Sont notamment prohibés et doivent être supprimés :

  1. la malpropreté, la détérioration ou l’encombrement d’un bâtiment principal, d’un logement, d’un balcon ou d’un bâtiment accessoire;

[…] »

  1.      De plus, l’article 1912 C.c.Q. prévoit que donne lieu aux mêmes recours qu’un manquement à une obligation du bail, un manquement à une obligation imposée par la loi relativement à la sécurité ou à la salubrité d’un logement.
  2.      Le Tribunal rappelle aussi que celui qui veut faire valoir un droit doit prouver les faits qui soutiennent sa prétention.
  3.      En l'espèce, le Tribunal ne croit pas que la résiliation du bail est justifiée puisque le locateur ne s’est pas déchargé de son fardeau de preuve.
  4.      Il est clair que la locataire manque à ses obligations découlant du bail en raison de l’encombrement de son logement.
  5.      Il demeure que le locateur n’a apporté aucune preuve permettant de croire que le logement soit insalubre ou dangereux. Il n’a pas non plus apporté de preuve qu’il en subit un préjudice sérieux. 
  6.      En fait depuis la décision précitée du juge administratif Claude Fournier en novembre 2023, du propre aveu du locateur, la situation s’est améliorée d’environ 10 à 15%.
  7.      La situation ne justifiait alors pas la résiliation du bail et rien de nouveau survenu, depuis, ne la justifie davantage.
  8.      Les efforts de la locataire sont insuffisants et elle est consciente qu’elle a encore du travail à faire. Le Tribunal lui donne donc un autre avertissement à l’effet que son droit au maintien dans les lieux est en péril.
  9.      Enfin, bien que le Tribunal n’accueille pas la demande en résiliation du bail, considérant que le locateur a su démontrer que la locataire était en faute, le Tribunal use de sa discrétion pour la condamner aux frais de justice. 
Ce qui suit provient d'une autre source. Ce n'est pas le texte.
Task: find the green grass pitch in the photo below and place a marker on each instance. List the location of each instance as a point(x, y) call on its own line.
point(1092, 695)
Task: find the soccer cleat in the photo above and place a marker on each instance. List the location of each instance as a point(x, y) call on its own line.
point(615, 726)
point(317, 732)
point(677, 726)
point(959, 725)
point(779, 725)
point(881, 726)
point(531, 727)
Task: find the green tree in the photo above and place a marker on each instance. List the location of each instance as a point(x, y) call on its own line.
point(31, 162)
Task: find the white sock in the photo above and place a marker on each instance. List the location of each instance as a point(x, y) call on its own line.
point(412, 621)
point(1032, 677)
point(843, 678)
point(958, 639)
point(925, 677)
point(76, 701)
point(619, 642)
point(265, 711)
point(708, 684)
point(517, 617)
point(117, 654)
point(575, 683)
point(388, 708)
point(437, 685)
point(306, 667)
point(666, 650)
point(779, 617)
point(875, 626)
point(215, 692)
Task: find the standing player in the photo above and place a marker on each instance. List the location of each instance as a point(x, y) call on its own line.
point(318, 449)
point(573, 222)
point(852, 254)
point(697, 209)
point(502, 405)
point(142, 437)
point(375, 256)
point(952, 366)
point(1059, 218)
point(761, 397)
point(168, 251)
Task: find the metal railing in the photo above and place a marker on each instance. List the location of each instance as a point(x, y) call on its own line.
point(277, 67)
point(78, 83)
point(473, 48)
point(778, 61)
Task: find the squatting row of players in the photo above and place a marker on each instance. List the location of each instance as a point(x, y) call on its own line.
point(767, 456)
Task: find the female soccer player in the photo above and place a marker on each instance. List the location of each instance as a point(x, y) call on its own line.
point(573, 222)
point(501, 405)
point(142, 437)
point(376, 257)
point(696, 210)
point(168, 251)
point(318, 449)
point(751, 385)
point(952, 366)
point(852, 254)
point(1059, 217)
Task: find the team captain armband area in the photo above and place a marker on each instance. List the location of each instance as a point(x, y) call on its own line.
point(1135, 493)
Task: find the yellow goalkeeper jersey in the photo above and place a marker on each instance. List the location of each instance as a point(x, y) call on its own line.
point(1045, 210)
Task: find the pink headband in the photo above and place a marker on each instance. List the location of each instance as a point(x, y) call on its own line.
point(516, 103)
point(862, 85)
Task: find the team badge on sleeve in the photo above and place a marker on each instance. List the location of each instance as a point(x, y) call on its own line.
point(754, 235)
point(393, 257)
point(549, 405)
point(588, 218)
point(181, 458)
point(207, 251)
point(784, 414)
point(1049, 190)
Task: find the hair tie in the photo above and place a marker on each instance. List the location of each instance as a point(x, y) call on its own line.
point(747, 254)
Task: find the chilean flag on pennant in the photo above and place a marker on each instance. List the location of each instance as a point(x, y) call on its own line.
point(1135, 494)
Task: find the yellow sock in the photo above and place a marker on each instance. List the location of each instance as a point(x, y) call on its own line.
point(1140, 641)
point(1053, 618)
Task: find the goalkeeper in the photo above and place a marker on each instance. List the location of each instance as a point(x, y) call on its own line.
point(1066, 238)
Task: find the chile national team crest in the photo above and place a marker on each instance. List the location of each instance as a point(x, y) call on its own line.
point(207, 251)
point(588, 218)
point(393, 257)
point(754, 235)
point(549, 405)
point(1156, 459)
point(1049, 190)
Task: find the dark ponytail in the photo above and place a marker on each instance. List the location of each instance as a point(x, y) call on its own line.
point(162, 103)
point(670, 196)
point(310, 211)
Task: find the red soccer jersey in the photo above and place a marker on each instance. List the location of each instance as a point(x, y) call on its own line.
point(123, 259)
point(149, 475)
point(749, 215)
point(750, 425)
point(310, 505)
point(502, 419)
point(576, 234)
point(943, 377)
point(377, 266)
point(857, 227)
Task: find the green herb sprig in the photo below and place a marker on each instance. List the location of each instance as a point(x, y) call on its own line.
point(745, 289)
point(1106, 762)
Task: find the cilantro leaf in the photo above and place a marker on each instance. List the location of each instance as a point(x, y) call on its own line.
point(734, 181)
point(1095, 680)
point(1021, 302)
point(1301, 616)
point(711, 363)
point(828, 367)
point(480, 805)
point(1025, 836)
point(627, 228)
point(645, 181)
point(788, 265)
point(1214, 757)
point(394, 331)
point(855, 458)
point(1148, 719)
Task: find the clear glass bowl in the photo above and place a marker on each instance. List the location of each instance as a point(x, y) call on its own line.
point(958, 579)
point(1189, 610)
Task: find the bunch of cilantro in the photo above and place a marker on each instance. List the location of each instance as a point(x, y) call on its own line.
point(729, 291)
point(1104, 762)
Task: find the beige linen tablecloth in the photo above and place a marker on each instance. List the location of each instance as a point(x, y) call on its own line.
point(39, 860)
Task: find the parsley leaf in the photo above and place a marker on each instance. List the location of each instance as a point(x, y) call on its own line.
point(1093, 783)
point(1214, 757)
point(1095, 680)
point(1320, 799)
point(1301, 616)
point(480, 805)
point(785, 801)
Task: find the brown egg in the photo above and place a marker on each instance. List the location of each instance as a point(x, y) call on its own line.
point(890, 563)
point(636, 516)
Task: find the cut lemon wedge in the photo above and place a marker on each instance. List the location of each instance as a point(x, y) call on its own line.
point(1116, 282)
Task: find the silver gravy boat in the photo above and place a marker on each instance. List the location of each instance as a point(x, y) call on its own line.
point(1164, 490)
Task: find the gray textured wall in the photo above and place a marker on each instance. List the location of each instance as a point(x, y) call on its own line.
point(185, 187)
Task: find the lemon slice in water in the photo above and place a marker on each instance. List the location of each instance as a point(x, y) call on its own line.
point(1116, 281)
POUR CES MOTIFS, LE TRIBUNAL :

  1.      REJETTE la demande en résiliation de bail;
  2.      CONDAMNE la locataire à payer au locateur les frais de justice de 97,50 $.

 

 

 

 

 

 

 

 

Charles Rochon-Hébert

 

Présence(s) :

le locateur

la locataire

Dates des audiences : 

21 février 2025

20 novembre 2024

13 septembre 2024

 

 

 


 


[1] Campanella c. Chiali 2023 QCTAL 35508.